Noise correlations of a strongly attractive spin-1/2 Fermi gas in an optical lattice

TL;DR

This paper investigates density correlations in a strongly attractive spin-1/2 Fermi gas in an optical lattice, revealing distinct correlation signatures for Bose-Einstein condensate and Mott insulator phases, aiding experimental phase identification.

Contribution

It provides a detailed analysis of quantum fluctuation effects on density correlations in both phases of the system, highlighting their contrasting features.

Findings

Singular peaks in correlations for Bose-Einstein condensate

Sharp dips in correlations for Mott insulator

Correlation patterns can distinguish phases experimentally

Abstract

We calculate density-density correlations of an expanding gas of strongly attractive ultra-cold spin-1/2 fermions in an optical lattice.
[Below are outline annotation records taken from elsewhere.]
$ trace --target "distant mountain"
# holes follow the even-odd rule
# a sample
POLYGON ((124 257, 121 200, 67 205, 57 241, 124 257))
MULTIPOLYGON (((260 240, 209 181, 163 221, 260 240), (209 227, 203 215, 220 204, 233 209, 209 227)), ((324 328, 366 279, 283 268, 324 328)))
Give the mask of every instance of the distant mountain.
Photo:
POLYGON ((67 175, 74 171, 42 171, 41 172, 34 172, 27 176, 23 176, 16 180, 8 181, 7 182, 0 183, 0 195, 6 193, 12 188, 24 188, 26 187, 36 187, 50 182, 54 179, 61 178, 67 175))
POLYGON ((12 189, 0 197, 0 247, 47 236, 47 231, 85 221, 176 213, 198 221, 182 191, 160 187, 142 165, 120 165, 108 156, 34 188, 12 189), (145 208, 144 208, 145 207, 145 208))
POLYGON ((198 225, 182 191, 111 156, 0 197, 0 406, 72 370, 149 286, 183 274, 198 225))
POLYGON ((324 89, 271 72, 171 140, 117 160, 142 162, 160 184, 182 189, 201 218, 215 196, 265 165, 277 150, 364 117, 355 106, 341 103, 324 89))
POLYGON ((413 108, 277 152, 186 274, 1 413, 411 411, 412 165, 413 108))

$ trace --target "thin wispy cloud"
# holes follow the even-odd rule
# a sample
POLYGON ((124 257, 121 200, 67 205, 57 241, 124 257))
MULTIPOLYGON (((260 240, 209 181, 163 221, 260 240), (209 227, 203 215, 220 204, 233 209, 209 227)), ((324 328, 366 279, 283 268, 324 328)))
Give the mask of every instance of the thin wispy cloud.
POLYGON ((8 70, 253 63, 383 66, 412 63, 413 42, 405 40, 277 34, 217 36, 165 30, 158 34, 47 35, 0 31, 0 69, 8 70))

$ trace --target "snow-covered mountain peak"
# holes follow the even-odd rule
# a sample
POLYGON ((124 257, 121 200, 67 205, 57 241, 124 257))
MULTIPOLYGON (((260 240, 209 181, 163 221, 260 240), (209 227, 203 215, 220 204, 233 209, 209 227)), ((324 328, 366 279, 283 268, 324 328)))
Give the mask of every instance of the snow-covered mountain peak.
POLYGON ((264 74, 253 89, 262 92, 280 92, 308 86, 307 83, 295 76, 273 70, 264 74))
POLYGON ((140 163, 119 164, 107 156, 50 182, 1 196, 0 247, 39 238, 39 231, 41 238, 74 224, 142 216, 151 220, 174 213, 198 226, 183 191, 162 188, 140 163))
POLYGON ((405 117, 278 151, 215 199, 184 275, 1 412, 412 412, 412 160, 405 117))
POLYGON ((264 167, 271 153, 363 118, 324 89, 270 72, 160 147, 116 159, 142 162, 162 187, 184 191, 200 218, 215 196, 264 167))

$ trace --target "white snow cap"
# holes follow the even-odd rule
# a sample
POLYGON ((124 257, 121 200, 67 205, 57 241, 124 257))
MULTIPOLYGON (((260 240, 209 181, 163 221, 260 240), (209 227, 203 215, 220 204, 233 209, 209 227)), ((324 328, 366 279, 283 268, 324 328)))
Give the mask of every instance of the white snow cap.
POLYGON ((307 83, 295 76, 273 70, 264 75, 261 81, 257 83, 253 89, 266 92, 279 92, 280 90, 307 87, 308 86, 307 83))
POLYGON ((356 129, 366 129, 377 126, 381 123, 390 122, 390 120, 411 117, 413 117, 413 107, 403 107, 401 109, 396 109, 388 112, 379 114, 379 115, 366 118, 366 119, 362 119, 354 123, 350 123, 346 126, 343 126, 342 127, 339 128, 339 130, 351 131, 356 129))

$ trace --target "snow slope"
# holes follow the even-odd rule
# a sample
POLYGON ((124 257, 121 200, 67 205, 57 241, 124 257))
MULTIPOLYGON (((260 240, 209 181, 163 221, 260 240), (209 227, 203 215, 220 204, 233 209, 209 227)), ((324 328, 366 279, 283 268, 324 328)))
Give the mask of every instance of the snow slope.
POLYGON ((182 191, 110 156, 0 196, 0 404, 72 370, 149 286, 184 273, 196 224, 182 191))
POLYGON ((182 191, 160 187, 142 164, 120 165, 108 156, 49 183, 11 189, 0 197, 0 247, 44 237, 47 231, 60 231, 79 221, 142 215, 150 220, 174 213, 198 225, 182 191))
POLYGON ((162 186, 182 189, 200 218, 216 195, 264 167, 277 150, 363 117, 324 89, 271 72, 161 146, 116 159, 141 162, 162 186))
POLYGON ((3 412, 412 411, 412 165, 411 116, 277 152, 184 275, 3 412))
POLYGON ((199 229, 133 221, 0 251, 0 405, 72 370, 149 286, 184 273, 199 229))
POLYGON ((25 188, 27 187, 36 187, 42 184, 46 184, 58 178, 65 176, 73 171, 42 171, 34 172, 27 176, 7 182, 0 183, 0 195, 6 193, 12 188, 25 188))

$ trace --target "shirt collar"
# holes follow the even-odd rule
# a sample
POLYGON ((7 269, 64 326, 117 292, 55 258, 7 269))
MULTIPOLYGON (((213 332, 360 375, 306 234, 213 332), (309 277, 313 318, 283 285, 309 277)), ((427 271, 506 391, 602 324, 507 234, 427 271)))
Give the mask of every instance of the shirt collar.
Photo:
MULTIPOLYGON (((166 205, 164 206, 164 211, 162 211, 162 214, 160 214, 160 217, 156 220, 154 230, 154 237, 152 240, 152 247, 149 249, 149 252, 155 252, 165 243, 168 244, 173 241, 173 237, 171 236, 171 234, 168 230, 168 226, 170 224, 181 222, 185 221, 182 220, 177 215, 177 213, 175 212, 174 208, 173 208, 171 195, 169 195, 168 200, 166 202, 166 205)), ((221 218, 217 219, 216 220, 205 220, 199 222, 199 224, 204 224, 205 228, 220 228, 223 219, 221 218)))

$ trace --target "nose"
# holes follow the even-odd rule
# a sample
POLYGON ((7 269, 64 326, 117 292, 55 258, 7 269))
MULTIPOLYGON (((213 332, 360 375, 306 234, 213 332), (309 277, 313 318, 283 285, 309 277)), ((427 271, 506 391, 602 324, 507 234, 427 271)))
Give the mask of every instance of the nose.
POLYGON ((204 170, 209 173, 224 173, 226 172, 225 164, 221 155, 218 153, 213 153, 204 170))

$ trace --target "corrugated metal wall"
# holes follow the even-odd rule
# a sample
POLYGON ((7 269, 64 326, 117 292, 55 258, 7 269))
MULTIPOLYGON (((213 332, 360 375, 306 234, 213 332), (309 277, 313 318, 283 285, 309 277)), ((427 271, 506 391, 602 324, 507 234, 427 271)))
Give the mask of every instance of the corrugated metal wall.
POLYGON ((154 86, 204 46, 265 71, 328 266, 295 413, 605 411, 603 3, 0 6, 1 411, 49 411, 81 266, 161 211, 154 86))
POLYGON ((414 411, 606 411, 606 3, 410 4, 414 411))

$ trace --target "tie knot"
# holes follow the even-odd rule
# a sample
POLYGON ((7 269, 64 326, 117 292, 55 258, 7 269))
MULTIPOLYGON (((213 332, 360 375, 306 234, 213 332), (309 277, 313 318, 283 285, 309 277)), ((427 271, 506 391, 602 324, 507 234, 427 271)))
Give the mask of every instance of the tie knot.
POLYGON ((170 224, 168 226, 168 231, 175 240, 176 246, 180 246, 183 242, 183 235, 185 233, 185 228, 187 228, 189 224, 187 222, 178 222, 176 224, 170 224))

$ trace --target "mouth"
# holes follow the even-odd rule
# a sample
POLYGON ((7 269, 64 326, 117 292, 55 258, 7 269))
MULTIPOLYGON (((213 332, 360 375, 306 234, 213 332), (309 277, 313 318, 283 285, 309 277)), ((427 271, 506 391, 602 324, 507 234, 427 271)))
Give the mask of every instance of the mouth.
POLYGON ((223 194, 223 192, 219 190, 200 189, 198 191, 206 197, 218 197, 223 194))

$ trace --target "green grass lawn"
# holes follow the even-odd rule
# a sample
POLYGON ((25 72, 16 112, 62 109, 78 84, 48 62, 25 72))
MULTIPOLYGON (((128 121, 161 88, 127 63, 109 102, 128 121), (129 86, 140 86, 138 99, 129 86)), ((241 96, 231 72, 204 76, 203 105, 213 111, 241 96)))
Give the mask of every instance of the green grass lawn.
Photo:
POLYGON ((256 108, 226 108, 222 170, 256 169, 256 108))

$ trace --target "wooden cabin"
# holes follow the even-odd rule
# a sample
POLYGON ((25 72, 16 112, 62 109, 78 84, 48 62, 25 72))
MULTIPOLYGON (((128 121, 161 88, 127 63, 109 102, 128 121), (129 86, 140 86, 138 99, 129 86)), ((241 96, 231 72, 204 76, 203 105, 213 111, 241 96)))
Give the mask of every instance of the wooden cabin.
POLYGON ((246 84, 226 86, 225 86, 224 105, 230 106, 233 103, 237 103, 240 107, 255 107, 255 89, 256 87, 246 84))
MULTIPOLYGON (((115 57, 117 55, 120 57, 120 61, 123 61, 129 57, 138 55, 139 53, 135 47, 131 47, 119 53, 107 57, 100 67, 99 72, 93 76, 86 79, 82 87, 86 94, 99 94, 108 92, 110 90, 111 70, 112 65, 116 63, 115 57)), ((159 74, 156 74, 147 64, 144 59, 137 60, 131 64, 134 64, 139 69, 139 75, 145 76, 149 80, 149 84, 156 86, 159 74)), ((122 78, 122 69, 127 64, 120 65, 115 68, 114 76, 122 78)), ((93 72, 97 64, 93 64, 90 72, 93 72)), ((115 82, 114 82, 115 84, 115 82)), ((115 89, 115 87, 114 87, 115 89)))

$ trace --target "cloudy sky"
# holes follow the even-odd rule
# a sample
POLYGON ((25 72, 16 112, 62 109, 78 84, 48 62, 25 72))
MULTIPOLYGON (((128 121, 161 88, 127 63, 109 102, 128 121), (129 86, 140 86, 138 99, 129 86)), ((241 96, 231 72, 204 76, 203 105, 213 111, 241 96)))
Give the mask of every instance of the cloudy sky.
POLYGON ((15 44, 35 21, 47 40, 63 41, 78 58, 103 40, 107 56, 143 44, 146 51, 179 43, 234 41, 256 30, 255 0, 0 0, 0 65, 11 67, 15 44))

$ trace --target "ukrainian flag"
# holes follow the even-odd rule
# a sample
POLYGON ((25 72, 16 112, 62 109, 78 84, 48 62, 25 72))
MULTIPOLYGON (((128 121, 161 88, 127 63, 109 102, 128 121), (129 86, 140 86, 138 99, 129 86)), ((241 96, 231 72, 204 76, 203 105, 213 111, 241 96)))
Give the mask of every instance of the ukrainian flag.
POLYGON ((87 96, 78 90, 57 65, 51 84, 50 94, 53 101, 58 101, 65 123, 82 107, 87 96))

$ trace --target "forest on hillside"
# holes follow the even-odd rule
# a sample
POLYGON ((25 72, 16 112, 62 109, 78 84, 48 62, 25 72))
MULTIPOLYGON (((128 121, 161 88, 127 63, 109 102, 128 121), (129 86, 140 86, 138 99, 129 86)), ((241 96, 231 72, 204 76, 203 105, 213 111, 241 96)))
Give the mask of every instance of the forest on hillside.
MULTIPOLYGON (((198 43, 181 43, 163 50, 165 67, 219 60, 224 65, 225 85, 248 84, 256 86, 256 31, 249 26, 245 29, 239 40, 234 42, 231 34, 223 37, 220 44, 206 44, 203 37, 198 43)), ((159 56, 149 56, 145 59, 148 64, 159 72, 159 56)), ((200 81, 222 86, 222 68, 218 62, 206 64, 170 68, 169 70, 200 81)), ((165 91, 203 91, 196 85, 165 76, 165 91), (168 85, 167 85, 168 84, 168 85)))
The phase diagram of the tightly bound fermion pairs exhibits a Bose-Einstein condensed state and a Mott insulating state with a single molecule per lattice site. We study the effects of quantum fluctuations on the correlations in both phases and show that they are especially important in the Bose-Einstein condensate state, leading to the appearance of singular peaks. In the Mott insulating state the correlations are characterized by sharp dips. This can be utilized in experiments to distinguish between these two phases.